In a perfect world, that’s surely true, just as it’s also true that the cheapest response to a catastrophe is to prevent it in the first place. But in this world, vulnerable people are already being affected by disruption. They need practical, if imperfect, adaptations now, if they are ever to get the just and moral future they deserve tomorrow.
Unfortunately, the sustainability movement’s politics, not to mention its marketing, have led to a popular misunderstanding: that a perfect, stasis-under-glass equilibrium is achievable. But the world doesn’t work that way: it exists in a constant disequilibrium — trying, failing, adapting, learning and evolving in endless cycles. Indeed, it’s the failures, when properly understood, that create the context for learning and growth. That’s why some of the most resilient places are, paradoxically, also the places that regularly experience modest disruptions: they carry the shared memory that things can go wrong.

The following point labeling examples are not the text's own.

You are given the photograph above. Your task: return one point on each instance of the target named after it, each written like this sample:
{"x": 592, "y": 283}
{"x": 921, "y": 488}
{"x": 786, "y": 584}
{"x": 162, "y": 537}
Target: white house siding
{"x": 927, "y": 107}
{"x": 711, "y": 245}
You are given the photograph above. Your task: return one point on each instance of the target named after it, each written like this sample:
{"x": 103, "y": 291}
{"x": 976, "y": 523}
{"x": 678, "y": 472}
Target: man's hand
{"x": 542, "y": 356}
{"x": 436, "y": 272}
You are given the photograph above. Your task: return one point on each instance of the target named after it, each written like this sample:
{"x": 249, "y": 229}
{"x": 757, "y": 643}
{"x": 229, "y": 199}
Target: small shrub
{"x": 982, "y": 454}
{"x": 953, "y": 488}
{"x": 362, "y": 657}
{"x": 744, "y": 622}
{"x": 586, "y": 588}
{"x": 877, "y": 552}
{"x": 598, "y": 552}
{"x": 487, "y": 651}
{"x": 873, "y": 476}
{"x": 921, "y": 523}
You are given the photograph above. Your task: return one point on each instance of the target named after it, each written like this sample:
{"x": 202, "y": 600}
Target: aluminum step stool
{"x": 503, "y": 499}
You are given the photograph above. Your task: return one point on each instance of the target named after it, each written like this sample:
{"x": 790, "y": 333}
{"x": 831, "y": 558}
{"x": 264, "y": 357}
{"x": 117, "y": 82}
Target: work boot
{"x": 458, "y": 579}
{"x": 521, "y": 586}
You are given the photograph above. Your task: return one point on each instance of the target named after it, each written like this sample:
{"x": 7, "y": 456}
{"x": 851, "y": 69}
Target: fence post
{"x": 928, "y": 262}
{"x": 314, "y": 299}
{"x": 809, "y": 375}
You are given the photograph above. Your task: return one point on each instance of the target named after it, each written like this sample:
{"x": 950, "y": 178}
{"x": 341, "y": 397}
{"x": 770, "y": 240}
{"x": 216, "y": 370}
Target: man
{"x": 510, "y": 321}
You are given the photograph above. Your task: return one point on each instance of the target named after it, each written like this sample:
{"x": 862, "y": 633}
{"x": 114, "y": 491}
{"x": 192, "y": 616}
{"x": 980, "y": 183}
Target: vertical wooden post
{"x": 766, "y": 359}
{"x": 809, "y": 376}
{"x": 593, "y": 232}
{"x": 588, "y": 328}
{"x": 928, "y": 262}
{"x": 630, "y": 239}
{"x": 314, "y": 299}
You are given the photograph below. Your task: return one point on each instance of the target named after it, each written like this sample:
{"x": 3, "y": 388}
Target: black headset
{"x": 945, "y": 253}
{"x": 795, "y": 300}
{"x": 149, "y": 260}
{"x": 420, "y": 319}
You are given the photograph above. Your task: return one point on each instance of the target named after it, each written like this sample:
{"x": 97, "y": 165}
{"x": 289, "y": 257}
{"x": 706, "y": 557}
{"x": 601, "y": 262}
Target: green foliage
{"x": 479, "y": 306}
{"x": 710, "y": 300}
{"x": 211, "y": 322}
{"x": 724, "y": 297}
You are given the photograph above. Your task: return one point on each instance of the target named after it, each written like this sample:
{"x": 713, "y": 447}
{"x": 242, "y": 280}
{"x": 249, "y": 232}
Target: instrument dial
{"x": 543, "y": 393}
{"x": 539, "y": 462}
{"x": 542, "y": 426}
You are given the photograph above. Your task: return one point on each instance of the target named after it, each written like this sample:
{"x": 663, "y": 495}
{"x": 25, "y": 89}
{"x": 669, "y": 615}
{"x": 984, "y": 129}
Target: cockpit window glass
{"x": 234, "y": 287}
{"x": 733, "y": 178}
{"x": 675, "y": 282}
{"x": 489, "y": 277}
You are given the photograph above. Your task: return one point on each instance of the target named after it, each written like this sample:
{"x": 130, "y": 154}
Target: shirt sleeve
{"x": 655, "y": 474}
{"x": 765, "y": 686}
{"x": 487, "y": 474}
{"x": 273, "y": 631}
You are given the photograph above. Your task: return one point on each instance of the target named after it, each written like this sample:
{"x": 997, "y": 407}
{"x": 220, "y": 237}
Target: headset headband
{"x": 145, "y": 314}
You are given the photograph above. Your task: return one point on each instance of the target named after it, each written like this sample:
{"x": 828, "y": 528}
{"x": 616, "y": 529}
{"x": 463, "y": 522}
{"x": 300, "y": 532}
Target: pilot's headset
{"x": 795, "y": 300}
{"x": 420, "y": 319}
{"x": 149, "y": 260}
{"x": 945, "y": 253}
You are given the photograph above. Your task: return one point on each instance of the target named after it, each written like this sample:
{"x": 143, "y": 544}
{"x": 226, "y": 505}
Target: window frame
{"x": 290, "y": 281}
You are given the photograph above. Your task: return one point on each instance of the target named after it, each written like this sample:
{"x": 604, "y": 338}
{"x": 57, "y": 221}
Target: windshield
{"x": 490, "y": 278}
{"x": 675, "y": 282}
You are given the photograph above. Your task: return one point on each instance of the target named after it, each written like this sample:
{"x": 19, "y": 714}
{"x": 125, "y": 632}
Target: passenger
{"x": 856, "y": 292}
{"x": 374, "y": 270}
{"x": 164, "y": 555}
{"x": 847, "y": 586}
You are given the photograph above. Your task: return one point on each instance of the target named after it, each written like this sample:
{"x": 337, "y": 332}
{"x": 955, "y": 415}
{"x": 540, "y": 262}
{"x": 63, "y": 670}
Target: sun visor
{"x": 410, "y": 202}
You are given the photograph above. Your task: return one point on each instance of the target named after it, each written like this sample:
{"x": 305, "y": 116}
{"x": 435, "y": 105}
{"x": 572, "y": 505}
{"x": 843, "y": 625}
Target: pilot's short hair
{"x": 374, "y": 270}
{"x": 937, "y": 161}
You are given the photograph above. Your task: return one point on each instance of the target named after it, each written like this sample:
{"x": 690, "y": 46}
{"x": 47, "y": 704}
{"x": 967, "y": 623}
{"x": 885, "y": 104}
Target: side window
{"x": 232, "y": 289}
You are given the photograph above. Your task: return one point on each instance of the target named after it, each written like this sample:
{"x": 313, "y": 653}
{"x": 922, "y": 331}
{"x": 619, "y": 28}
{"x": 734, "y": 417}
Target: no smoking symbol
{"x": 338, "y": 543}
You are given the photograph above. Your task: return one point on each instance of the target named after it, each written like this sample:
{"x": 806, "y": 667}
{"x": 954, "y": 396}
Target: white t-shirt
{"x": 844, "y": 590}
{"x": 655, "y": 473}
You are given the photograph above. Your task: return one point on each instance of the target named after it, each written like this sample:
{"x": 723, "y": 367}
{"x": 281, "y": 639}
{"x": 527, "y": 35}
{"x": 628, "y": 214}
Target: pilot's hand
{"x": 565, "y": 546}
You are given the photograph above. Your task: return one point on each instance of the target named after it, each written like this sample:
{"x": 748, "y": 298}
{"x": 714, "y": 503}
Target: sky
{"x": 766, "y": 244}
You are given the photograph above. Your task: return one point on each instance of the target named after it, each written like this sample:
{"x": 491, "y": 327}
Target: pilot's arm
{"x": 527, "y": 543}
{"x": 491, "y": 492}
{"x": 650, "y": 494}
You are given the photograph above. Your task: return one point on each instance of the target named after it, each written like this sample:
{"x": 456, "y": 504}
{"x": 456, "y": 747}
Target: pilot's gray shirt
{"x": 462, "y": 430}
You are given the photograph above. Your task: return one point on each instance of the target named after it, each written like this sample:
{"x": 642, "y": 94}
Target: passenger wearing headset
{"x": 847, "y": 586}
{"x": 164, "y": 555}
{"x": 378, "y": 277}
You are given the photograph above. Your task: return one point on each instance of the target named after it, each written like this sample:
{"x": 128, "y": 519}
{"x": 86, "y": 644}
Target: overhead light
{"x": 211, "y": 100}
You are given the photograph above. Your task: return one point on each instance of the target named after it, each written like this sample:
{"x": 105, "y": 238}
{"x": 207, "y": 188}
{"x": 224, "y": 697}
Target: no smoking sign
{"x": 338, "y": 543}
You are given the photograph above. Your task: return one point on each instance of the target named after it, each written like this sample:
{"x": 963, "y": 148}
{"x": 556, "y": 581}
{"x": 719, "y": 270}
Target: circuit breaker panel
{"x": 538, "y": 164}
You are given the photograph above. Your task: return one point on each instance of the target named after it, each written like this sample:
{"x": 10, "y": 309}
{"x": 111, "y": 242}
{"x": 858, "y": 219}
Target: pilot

“Resilience” takes this as a given and is commensurately humble. It doesn’t propose a single, fixed future. It assumes we don’t know exactly how things will unfold, that we’ll be surprised, that we’ll make mistakes along the way. It’s also open to learning from the extraordinary and widespread resilience of the natural world, including its human inhabitants, something that, counterintuitively, many proponents of sustainability have ignored.
My sense is that many think about the social business in a similar way: they imagine a collection of tools and techniques that allow the company to sustainably connect to its community of customers, partners, and even competitors, and to effectively support critical business processes. A pretty picture, with all the cogs connected in a humming, whirring machine of steady-state production.
But instead, I think we have to move past this conception of social business, and set a much higher bar. First of all, we have strayed into economic times that bear a striking resemblance to today’s increasingly energetic and unstable climate. We’ve moved into a new era, the Postnormal, where many of the premises of 20th century business have already been overturned. Consider the rise of freelancers and the decline of life-long employment, the work-anywhere-anytime lifestyle, the offshoring and ephemeralization of work, and the decreasing half-life of businesses. We have not reached a steady state given these forces on the world of work, and we shouldn’t expect to in any near future that could be extrapolated.
So, when thinking about the role and application of social tools in today business context, we should drop the premise of getting the business to a steady state. Instead, we have to develop tools and techniques that will help the company deal with turbulence, to help teams grapple with uncertainty, and help each user recover from adversity and conflict. These tools will be judged by the degree to which they confer a greater degree of resilience on their users and the businesses that have adopted them, not how smoothly well-defined business processes will run.